Codex 0.144.4 reads the window from the model catalog (~/.codex/models_cache.json), and editing an entry's context_window does change the number Codex shows you. But that number is cosmetic. I patched GPT-5.5's catalog entry down to 100,000 -- Codex then displayed a 95,000-token window -- and a 132,606-token input still went through. I patched it up to 1,000,000 -- displayed 950,000 -- and inputs above ~272,000 tokens were still rejected client-side with "ran out of room in the model's context window."

The real limit is enforced server-side, per model and plan tier, and no client-side edit moves it in either direction. (Codex also re-fetches the catalog from the server on a timer, silently overwriting your edit unless you make the file read-only.)

3. There's now a hard 1 MiB cap on a single input message

Independent of tokens, Codex rejects any single message over 1,048,576 characters with input_too_large, before it ever checks the context window. The original end-to-end test in this post -- piping a 591,580-token file to one codex exec -- can't even run today: that much text is well over 1 MiB.

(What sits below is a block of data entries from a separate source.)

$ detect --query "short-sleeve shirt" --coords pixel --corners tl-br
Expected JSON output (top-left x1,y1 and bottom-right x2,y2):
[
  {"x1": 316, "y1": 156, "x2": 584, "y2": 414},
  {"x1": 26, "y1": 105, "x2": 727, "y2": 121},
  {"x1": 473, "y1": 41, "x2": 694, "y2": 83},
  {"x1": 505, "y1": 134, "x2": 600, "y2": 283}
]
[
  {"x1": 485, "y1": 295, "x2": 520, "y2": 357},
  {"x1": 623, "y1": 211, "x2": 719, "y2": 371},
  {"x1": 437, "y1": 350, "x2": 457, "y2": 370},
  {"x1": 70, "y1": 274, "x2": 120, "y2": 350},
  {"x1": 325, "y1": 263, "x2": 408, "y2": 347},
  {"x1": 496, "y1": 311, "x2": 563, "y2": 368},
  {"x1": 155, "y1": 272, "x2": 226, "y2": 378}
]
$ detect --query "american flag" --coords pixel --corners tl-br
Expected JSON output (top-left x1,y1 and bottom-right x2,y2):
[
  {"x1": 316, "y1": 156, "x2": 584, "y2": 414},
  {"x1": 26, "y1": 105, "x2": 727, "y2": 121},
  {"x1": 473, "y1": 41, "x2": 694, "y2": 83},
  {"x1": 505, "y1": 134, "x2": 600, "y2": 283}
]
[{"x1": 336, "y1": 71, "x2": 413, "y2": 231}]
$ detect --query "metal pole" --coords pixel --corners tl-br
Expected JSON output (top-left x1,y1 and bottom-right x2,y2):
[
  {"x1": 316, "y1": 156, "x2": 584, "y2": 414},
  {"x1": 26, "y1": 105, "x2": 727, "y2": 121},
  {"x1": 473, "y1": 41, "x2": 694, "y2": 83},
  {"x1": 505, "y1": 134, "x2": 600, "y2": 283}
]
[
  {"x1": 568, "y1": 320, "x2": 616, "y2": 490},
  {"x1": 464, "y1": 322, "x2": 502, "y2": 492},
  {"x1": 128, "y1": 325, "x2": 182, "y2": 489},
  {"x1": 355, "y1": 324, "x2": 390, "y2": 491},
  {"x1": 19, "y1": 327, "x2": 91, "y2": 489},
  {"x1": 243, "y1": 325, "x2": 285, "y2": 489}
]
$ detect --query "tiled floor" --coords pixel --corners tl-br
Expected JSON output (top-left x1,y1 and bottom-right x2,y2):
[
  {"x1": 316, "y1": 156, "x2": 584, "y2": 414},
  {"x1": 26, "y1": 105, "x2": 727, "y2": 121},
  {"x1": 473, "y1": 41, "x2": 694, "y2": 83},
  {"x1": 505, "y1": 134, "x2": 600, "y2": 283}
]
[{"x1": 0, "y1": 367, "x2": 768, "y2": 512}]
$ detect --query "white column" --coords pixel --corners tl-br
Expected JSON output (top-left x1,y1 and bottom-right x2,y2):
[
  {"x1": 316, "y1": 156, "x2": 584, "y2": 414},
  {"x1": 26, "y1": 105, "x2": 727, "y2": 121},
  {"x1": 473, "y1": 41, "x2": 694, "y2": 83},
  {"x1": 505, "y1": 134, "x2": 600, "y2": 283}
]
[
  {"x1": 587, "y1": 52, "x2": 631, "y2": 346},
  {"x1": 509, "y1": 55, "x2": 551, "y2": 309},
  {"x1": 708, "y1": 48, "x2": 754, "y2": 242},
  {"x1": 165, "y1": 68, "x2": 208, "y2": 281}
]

What the windows actually are now

Measured by feeding single-turn inputs of increasing size and reading the accepted input_tokens straight from each session's rollout JSON:

GPT-5.5 -- accepts 268,606 tokens; the next step up is rejected. Usable ceiling ~272,000.
GPT-5.6 (it ships as three variants -- sol, terra, luna) -- sol accepted 356,472 tokens and rejected around 392K. Its usable window is clearly larger than 5.5's, but still short of 400K.
GPT-5.4 -- accepted 291,221 tokens (I didn't push it to its ceiling). It's the only model whose catalog still carries max_context_window: 1000000.

Every one of these reported the same cosmetic 258,400-token window regardless of the model.

The practical upshot inverts the original premise. You can no longer unlock a bigger window by editing config -- the number you can change is the one that doesn't matter. But for the newer models you don't need to: GPT-5.6 already grants more usable context than GPT-5.5 by default. GPT-5.5 is the outlier, capped lowest of the three -- the same regression subscription users flagged in openai/codex#19464, where 5.5 gives less long-context headroom than 5.4 did.

As before, this is one ChatGPT-subscription account. On Pro / Enterprise / API the server-enforced ceilings may well be higher -- I haven't tested them.